Она отвоевала всё — и право носить родовую фамилию своей семьи, и заявиться на собственную свадьбу в чёрном платье с вульгарным вырезом на спине. Брак куриной костью в глотке в обмен на тоненькую папку с документами. Крупная взятка. Пара эпизодов с откатами. Чёрная бухгалтерия бизнеса, построенного на костях. Кай Тёрнер мог упечь её треклятого брата в тюрьму на добрый десяток лет, но этого будто мало, чтобы разрушить его никчёмную жизнь. Кай начнёт с его избалованной сестры.
— Ты умеешь торговаться, Сэм. Ума не приложу, зачем ты бросила Гарвард. Экономика — стопроцентно для тебя.
Саммер натягивает на лицо издевательскую ухмылочку, приторную от фальши, и легкомысленно взмахивает рукой; в этом она вся. Немного оторванная. В чайном глянце её глаз, вечно блуждающих высоко над линией горизонта, — стекло, ветер и какая-то цыганская одичалость.
— Цифры — это не моё. От них морщины. Женщины, которые слишком много думают о деньгах, рано стареют.
— И всё-таки? Три года. Сто пятьдесят тысяч долларов или… сколько там твой отец отвалил за твоё образование?

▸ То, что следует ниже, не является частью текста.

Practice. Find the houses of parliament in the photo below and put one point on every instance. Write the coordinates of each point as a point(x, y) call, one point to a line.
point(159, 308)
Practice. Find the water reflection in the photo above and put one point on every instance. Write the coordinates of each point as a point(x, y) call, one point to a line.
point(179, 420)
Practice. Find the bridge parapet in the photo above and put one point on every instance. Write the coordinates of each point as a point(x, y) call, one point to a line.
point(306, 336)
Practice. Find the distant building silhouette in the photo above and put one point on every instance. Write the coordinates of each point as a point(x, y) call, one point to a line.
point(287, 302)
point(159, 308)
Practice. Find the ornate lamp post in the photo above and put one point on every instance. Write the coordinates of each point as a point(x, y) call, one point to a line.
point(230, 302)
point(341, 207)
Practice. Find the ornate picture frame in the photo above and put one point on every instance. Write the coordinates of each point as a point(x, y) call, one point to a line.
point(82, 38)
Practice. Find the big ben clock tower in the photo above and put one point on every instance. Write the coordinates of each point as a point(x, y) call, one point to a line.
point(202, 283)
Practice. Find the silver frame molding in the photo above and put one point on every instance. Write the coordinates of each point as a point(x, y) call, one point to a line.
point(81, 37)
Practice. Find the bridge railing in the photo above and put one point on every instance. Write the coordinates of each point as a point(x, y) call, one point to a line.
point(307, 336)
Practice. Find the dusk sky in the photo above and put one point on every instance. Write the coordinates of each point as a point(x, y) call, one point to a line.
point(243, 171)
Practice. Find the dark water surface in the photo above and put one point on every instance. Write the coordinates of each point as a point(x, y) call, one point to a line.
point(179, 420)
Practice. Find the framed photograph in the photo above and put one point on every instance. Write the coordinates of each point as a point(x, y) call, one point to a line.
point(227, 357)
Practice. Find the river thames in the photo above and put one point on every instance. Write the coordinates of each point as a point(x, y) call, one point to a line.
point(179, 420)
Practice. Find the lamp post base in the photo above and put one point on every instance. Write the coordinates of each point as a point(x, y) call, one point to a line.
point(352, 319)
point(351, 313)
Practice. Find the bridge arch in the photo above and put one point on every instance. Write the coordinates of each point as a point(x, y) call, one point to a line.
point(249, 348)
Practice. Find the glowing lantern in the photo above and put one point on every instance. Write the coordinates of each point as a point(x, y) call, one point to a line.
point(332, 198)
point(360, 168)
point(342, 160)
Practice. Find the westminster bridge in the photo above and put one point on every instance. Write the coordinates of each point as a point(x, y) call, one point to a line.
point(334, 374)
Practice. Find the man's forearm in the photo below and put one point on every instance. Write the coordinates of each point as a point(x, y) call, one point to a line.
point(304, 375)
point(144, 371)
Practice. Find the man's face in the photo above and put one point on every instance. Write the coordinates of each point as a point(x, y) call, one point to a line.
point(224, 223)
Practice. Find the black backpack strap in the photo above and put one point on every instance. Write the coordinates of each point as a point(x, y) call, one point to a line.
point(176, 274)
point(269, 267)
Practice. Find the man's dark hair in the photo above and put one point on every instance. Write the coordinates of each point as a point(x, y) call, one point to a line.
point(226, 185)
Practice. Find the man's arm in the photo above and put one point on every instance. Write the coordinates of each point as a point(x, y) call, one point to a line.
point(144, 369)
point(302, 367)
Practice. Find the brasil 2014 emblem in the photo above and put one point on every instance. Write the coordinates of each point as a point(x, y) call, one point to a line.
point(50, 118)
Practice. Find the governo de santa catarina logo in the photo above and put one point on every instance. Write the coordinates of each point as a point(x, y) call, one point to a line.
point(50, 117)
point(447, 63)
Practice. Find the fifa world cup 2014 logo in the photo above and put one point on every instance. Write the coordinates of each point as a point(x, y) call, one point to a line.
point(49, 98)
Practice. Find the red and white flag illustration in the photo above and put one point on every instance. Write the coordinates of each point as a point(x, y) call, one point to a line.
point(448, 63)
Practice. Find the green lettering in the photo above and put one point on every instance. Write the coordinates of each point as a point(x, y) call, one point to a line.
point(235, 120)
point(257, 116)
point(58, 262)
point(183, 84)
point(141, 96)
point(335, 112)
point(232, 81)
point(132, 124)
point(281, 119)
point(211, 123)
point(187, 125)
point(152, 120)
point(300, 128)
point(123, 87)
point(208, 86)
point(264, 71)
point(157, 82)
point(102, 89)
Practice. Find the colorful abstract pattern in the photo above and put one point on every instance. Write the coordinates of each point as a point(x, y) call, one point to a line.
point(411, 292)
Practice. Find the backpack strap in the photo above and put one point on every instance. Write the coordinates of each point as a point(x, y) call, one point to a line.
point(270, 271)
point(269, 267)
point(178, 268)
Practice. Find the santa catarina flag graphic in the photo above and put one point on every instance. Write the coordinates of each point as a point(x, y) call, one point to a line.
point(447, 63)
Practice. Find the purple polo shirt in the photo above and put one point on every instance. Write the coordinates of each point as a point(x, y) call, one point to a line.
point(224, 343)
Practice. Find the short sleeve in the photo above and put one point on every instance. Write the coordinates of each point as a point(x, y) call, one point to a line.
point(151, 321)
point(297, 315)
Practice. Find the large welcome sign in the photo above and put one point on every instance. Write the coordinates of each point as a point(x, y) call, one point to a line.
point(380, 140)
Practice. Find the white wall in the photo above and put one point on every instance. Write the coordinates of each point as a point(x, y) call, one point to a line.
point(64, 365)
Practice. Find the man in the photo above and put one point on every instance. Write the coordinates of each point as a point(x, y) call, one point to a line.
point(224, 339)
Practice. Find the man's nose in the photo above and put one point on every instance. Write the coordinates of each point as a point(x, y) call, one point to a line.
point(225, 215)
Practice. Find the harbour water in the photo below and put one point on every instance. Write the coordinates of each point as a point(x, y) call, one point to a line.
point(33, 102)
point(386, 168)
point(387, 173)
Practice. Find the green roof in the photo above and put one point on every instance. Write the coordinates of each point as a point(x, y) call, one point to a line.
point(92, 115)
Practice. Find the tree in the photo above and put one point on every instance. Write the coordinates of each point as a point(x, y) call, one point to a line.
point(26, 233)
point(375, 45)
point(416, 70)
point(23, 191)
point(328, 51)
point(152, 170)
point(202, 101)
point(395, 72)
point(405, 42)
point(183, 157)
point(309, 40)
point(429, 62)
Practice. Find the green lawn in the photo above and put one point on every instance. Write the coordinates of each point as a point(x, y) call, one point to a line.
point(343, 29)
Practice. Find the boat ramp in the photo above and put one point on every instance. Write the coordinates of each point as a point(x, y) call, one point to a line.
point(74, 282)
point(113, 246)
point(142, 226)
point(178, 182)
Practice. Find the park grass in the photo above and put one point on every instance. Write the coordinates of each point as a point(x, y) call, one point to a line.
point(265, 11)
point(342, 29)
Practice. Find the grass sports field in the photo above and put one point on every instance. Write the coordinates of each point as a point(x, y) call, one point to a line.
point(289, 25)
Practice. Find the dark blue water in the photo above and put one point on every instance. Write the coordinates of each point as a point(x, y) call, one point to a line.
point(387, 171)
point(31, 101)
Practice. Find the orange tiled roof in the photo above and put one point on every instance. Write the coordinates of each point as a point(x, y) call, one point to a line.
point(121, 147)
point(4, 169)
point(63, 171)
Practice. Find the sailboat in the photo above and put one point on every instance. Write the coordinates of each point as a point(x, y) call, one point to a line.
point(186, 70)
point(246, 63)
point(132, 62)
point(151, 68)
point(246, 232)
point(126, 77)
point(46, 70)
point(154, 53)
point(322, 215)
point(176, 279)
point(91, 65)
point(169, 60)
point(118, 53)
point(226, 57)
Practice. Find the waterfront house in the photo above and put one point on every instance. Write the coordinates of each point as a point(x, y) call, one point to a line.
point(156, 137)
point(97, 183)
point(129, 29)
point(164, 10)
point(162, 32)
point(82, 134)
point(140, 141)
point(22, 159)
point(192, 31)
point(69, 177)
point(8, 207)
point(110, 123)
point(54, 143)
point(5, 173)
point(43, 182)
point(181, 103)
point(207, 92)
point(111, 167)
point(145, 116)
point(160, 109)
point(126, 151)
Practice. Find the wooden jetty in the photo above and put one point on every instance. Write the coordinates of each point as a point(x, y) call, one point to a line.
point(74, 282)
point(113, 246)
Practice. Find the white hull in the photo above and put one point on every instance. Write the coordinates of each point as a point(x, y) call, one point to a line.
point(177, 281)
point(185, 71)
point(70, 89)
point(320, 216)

Саммер фыркает, разрывая неслаженными движениями пальцев жемчужную нить, окольцевавшую шею в три оборота, — как удавку.
— Потому что захотела. Тебе-то какое до этого дело, — почти не вопрос.
— Ты — моя жена, — первое, что ему приходит в голову.
Она вкладывает в тихий смешок столько презрения, что от злости стучит в ушах:
— Вот и будь моим мужем. Общаться для этого нам с тобой необязательно.
Саммер на него не смотрит. Расшвыривает туфли на изящных каблуках, плебейски взбрыкивая ногами. Руки у неё тверды до дрожи. Тонкие пальчики сдирают с плеч узкие бретели, и чёрный атлас, выпуская обнажённую грудь, опадает к ступням, затянутым в капрон чулок с кружевными вставками.
Его пронимает звенящий ступор — её нежная нагота, едва прикрытая трусиками, нервирует; от неё дерёт в горле, будто наглотался солёного песка.
— Сделай меня своей женой, Кай. Чего ты ждёшь?
Он не собирался. Только не так.
— Саммер…
Она рывком тянет его на себя, сминая в кулаках полы смокинга. Её капризные, жестокие, не привыкшие к отказу губы оставляют во рту послевкусие медовой горечи и свежесть сигарет с ментолом; Саммер впивается в его щёки мягкими пальчиками, пропитанными запахом масляных красок.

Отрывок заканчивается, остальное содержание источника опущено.